What It Is

An AI-powered intervention that prompts users to revise their comment before posting if it receives a high toxicity score. The intervention is most often powered by Jigsaw's Perspective API which rates a comment's toxicity.

Civic Signal Being Amplified

Welcome

Ensure user safety

When To Use It

What Is Its Intended Impact

This intervention reduces the number of toxic comments posted. It is particularly geared towards "road rage" style comments, in which an otherwise genuine user is immediately in the heat of the moment.

Evidence That It Works

A private study by OpenWeb (2020) on their own platform, found that about half of the users either revise their comment or decide not to post it when prompted that their comment may be inflammatory. They also observed a 12.5% increase in civil and thoughtful comments being posted overall.
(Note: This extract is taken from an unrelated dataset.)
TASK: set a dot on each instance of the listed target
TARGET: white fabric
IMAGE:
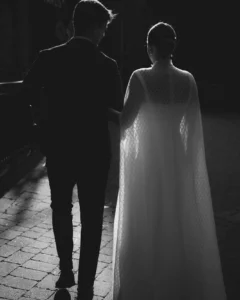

The authors observed that the intervention led to healthier conversations and opportunities for well-intentioned users to participate, which also boosted loyalty and overall community health.

In another study, a randomized controlled experiment conducted on Twitter (Katsaros et al., 2021), the authors found that users who received the intervention posted 6% fewer offensive Tweets than non-prompted users in the control. The decrease in offensive content was not just due to the deletion and revision of prompted Tweets, but also to a decrease in recidivism and the number of offensive replies to the prompted Tweets. They concluded that interventions allowing users to reconsider their comments can be an effective mechanism for reducing offensive content online.

Why It Matters

Most of the edits in response to the prompt were done in good faith, suggesting that users are generally well intentioned and open to positive change, needing only to be made mindful of the potential harmfulness of their comment when they may lack better judgment in the spur of the moment.

Special Considerations

While most edits in response to the prompt were done in good faith, there can be backlash and attempts to circumvent the intervention. In one study (Katsaros et al., 2021), for example, in 3% of cases in which the intervention was used, users edited their posts to add even more slurs, attacks, or profanity compared to what they originally intended to post.

And, as any API that rates the toxicity of comments is human-written, it will naturally carry the perspectives and biases of its creators.